An observer controller/trainer, top left, from 1st Battalion, 351st Aviation Regiment, 166th Aviation Brigade, Division West, ensures that soldiers of Bravo Company, 1st Battalion, 8th Cavalry, 2nd Brigade Combat Team, 1st Cavalry Division, are secure aboard a Chinook helicopter prior to taking off on an air movement operation at Fort Hood, in September. The 166th Aviation Brigade recently trained the Chinook unit, the California Army National Guard’s Bravo Company, 1st Battalion, 126th Aviation Regiment, for a deployment to Afghanistan.

U.S. Army/Sgt. 1st Class Gail Braymen

The California Army National Guard’s Bravo Company, 1st Battalion, 126th Aviation Regiment, one of the oldest Chinook helicopter units in the Army, is no stranger to Afghanistan.

The unit deployed to Regional Command-East five years ago, and all of the unit’s pilots-in-command and flight engineers either were on that deployment or had previously deployed to Afghanistan while on active duty.

Although the unit from Stockton, Calif., has ample experience with Afghanistan, they recently mobilized to Fort Hood for the first time.

“It’s a lot different to deploy in the Guard than in active duty,” said the Schooner’s tactical operations officer, Chief Warrant Officer-3 Lucas Eggers.

Before mobilizing at Fort Hood to be trained by Division West’s 166th Aviation Brigade, the Schooners conducted three two-week training exercises focusing on pre-deployment training tasks at Camp Roberts in California. This enabled them to focus specifically on flight training in Texas. In fact, the group amassed more than 400 flight hours, including more than 150 hours of night flying, at Fort Hood.

Much of the Schooner’s flight preparations focused on both individual as well as collective flight training, particularly air assault missions. The focus on individual training was the result of two of their senior flight engineers, including their first sergeant, being unable to deploy because of medical reasons in the week prior to mobilization.

Despite the challenges, the Schooners rose to the occasion and quickly advanced several members of the team to fill out 12 fully mission-qualified crews.

First Sgt. Jeff Stanfield, who met the unit at Fort Hood one week after the rest of the unit, was glad to have the opportunity to assist the group. “Luckily, I’m already part of the family,” Stanfield said.

After several days of initial inprocessing and deployment readiness activities, the Schooners began their flight training with local area orientations and then began individual readiness level progression training, maximizing their training by supporting III Corps units.

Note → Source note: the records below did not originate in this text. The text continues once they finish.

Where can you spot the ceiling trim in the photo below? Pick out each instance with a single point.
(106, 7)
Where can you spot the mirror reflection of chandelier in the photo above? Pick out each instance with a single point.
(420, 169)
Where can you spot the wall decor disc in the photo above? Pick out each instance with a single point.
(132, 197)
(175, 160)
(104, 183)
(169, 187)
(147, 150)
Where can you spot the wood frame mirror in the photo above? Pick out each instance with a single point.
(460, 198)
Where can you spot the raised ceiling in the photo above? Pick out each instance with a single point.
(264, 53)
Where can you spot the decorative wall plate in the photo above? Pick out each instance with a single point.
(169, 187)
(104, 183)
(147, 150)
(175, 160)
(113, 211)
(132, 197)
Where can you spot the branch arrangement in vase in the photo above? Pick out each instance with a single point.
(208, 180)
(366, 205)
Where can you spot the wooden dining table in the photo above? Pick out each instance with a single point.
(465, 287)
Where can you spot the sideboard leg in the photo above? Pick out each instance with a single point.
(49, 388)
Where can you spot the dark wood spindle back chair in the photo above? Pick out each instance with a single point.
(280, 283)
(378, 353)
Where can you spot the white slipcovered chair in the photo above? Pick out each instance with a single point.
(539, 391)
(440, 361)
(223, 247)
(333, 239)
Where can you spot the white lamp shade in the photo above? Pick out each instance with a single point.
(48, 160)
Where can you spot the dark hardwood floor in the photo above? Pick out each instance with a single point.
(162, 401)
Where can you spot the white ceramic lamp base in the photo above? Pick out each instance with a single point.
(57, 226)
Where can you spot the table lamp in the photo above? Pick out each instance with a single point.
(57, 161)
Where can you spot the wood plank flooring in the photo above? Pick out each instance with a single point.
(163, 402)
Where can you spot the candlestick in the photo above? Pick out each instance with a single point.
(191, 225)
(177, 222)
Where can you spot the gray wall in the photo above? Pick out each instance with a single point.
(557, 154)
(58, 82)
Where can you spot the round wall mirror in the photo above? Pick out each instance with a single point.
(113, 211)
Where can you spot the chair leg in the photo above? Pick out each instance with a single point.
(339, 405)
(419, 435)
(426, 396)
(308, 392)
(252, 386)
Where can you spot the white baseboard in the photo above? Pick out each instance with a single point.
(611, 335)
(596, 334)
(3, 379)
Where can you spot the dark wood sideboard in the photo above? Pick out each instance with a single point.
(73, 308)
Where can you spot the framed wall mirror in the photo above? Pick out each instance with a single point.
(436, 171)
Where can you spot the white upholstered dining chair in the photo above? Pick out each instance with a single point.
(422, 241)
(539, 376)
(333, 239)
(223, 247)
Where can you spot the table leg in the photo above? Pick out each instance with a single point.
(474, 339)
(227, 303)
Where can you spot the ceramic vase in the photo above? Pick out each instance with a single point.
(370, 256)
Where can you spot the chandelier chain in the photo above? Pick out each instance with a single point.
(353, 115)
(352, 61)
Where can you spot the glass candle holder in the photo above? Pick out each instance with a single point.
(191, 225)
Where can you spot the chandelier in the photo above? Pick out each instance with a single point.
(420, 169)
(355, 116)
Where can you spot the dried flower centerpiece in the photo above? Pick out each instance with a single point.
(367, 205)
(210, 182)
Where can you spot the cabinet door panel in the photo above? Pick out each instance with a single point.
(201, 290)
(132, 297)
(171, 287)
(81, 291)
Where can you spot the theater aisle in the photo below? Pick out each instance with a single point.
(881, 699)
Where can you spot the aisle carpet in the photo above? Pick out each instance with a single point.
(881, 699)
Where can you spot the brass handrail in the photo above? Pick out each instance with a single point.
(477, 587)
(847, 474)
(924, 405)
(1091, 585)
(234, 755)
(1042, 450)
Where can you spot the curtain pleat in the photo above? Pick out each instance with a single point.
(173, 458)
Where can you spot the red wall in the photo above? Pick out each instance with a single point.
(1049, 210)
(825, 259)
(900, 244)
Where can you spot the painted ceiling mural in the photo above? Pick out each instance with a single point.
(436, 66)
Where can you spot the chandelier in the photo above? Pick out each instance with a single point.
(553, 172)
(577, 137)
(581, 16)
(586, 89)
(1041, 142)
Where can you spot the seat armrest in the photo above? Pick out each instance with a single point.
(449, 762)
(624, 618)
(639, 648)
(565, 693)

In particular, the 166th Aviation Brigade arranged for them to support the 85th Civil Affairs Brigade, a civil affairs battalion that was conducting a deployment readiness certification, and two companies from 1st Battalion, 8th Cavalry, 2nd Brigade Combat Team, 1st Cavalry Division, that were conducting company-level collective training in preparation for a deployment scheduled for next summer.

“The (1st Cavalry Division) mission was basically the typical mission set that we’re going to be doing once we’re overseas,” said Schooners platoon leader 1st Lt. Chase Ross. “We’ll pick them up and then we’ll drop them on another target. We’re practicing time-on-target, navigation, and talking on the radios.”

The Schooners also supported the 120th Infantry Brigade’s training of another deploying expeditionary force unit by conducting casualty evacuation operations, enabling soldiers in the Army Reserve’s 993rd Transportation Company to practice calling in medical evacuation requests and communicating with aircraft. This simultaneously enabled the Schooners to familiarize themselves with the special requirements involved with a Chinook helicopter casualty evacuation.